5 Commonly Asked Questions about HSK
Posted by Fifi Yang on 2016-03-15 18:05:00 1309

commonly asked questions about hsk

1. Where can I register HSK?

You can visit the official website for the HSK test dates. Choose your own language and there's usually a link on the homepage that leads to the test dates of the year.

2. For how long is my HSK certificate valid?

The HSK certificate is valid indefinitely.
However, for academic purposes, it is valid for two years from the date the exam was taken. So if you're applying for a Chinese university, your HSK certificate will only be good for two years.

3. When can I find out my HSK Test results?

The test results dates are also on the official website on the same page as the exam dates. You can visit the official website here.

4. How can I get my HSK Test certificate?

While the official website doesn't say anything about receiving the physical HSK certificate (you can check the scores at the published dates of the HSK Test results as I mentioned in the above question), simply contact your test center you took the test at if you have inquiries and they will help you.

If you hop on over to the website, you'll see that results are announced about a month after you take the test, so be patient for your certificate to arrive.

5. How do HSK levels compare to the CEFR proficiency levels?

Hanban (public institution affiliated with the Chinese Ministry of Education) claims that the HSK levels have a one to one correspondence to the CEFR (Common European Framework of Reference for Languages) levels, HSK's Levels 1 – 6 to CEFR's A1 (Beginner) – C2 (Mastery).

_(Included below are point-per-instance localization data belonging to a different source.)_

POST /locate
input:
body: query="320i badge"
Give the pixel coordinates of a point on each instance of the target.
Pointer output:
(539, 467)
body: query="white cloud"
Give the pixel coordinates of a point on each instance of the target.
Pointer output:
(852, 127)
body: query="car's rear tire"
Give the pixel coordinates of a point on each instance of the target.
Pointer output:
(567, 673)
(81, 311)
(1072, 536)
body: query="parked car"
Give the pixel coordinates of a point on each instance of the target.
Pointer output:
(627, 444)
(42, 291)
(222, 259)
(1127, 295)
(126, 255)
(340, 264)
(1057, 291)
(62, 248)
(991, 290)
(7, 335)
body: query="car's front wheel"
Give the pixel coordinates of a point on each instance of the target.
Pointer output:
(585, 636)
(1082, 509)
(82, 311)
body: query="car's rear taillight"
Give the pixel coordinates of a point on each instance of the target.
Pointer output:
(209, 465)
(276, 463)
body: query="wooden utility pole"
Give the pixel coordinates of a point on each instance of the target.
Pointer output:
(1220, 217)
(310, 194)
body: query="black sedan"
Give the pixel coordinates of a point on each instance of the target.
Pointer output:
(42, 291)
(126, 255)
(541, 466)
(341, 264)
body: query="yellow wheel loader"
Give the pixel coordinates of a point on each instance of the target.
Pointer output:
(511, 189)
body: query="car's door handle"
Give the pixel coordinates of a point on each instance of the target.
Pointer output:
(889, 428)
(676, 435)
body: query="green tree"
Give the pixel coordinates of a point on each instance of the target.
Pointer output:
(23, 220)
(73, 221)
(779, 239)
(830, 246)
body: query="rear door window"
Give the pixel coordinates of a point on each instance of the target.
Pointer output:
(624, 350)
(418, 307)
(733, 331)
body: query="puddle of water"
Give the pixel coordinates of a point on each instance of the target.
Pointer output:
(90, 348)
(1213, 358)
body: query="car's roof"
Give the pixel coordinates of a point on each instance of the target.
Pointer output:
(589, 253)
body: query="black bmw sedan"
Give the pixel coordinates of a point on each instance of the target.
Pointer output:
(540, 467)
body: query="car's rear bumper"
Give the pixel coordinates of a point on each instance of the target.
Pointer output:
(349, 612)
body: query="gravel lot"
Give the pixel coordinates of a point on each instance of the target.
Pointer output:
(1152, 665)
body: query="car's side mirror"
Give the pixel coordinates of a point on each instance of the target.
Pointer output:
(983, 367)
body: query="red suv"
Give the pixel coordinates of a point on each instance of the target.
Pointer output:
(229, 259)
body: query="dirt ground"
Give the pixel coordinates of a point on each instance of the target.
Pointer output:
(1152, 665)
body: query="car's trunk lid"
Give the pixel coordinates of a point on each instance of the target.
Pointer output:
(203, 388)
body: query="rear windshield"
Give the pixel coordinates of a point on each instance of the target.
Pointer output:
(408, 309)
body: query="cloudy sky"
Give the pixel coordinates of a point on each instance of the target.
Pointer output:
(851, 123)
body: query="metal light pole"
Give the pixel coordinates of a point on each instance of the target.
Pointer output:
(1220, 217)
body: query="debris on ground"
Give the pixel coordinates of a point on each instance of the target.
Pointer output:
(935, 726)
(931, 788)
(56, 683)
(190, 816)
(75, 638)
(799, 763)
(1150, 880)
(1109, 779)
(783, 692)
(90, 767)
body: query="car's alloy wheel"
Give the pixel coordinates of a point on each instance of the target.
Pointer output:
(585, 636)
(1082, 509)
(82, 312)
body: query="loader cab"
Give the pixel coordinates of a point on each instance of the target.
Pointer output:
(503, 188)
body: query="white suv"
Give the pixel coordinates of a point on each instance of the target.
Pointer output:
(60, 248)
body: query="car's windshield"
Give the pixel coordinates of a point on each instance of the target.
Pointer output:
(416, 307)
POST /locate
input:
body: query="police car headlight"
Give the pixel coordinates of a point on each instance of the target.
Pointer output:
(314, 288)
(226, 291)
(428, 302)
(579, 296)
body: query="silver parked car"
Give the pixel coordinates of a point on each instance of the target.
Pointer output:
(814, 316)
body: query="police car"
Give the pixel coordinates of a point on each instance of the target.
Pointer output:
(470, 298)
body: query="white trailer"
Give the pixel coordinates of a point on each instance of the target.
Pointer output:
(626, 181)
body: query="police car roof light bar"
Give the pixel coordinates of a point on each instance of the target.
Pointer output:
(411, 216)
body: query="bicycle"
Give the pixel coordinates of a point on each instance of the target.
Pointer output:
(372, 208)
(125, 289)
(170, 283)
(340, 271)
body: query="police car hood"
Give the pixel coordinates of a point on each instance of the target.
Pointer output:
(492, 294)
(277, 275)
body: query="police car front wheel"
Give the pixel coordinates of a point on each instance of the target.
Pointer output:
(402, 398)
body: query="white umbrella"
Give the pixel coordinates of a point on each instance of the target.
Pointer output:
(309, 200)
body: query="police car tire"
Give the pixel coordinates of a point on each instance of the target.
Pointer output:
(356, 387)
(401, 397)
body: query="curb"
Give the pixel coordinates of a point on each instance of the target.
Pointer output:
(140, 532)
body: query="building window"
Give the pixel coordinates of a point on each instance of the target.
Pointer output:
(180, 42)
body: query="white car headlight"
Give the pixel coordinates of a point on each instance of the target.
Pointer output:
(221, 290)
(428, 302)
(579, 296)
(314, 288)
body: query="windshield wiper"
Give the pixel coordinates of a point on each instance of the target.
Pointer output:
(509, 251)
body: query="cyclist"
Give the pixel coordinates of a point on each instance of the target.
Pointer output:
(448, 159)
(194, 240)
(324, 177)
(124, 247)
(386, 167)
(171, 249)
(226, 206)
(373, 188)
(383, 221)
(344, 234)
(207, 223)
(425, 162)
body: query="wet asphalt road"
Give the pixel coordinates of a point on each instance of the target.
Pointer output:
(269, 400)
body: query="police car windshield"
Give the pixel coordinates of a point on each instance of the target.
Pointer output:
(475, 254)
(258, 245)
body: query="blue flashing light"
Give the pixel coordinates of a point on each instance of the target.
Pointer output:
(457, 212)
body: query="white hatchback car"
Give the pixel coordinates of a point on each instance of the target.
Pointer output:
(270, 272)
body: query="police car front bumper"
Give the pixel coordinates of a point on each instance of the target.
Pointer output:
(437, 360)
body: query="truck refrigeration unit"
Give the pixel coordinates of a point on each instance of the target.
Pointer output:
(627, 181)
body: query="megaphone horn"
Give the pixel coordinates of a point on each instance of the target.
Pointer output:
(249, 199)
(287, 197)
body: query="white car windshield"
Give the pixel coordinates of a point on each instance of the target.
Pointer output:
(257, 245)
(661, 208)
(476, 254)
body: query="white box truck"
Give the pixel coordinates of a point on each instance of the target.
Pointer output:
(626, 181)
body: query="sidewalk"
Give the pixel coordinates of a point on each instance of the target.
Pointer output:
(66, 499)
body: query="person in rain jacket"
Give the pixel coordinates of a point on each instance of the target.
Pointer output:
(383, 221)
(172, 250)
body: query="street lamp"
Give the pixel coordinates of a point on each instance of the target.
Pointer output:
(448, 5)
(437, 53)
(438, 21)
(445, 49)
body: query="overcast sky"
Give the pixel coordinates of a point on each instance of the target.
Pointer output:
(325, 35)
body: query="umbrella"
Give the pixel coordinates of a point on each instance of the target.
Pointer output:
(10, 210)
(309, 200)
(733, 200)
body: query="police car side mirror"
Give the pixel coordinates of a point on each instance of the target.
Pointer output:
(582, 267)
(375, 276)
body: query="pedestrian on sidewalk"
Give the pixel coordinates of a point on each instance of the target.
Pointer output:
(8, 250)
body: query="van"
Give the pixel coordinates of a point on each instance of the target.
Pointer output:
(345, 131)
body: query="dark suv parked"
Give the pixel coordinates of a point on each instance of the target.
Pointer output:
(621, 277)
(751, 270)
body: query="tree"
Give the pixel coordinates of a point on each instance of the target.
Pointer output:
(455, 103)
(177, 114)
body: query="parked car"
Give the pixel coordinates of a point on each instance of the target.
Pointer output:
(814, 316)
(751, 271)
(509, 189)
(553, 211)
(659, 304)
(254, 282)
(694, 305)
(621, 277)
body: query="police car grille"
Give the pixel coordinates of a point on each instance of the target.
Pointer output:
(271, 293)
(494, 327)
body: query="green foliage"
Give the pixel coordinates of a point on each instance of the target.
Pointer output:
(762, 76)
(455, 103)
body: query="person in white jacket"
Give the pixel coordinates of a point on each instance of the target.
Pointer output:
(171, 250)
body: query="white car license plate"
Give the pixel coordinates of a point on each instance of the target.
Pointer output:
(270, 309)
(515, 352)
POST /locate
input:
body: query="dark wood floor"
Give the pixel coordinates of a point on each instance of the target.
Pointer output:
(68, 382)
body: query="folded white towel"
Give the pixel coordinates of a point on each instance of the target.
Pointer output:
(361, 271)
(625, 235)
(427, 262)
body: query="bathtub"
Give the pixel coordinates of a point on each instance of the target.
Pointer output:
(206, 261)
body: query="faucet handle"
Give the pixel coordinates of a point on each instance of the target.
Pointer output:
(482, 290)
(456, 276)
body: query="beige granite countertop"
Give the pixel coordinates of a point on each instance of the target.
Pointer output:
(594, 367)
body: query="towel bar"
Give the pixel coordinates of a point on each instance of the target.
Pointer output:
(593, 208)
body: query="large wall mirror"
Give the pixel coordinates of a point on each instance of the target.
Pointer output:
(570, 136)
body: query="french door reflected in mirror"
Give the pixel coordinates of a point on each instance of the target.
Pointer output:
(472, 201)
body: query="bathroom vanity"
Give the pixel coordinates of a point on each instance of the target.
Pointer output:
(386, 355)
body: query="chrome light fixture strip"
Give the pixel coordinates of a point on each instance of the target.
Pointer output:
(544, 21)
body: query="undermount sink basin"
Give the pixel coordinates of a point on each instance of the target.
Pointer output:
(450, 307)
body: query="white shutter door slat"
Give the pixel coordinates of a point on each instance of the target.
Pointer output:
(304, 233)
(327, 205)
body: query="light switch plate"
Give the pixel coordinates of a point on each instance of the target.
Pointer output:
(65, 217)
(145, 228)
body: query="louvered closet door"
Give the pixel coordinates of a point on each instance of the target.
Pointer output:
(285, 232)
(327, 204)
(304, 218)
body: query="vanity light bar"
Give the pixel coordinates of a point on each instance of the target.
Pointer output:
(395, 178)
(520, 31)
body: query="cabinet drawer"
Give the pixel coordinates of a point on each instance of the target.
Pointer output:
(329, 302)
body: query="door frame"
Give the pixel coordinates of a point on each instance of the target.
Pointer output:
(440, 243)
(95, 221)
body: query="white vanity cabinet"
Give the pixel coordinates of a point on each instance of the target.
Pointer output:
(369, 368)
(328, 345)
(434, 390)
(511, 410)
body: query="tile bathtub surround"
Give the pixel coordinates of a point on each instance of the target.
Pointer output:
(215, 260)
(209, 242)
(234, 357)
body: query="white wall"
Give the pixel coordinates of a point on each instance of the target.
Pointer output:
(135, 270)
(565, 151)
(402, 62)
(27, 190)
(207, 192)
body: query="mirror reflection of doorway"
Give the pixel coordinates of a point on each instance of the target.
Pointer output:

In my opinion, levels C1 or C2 are really near-native, if not native levels of proficiency in a language. As an example, a person who has attained a C2 level of proficiency "Can understand with ease virtually everything heard or read. Can summarize information from different spoken and written sources, reconstructing arguments and accounts in a coherent presentation. Can express him/herself spontaneously, very fluently and precisely, differentiating finer shades of meaning even in more complex situations."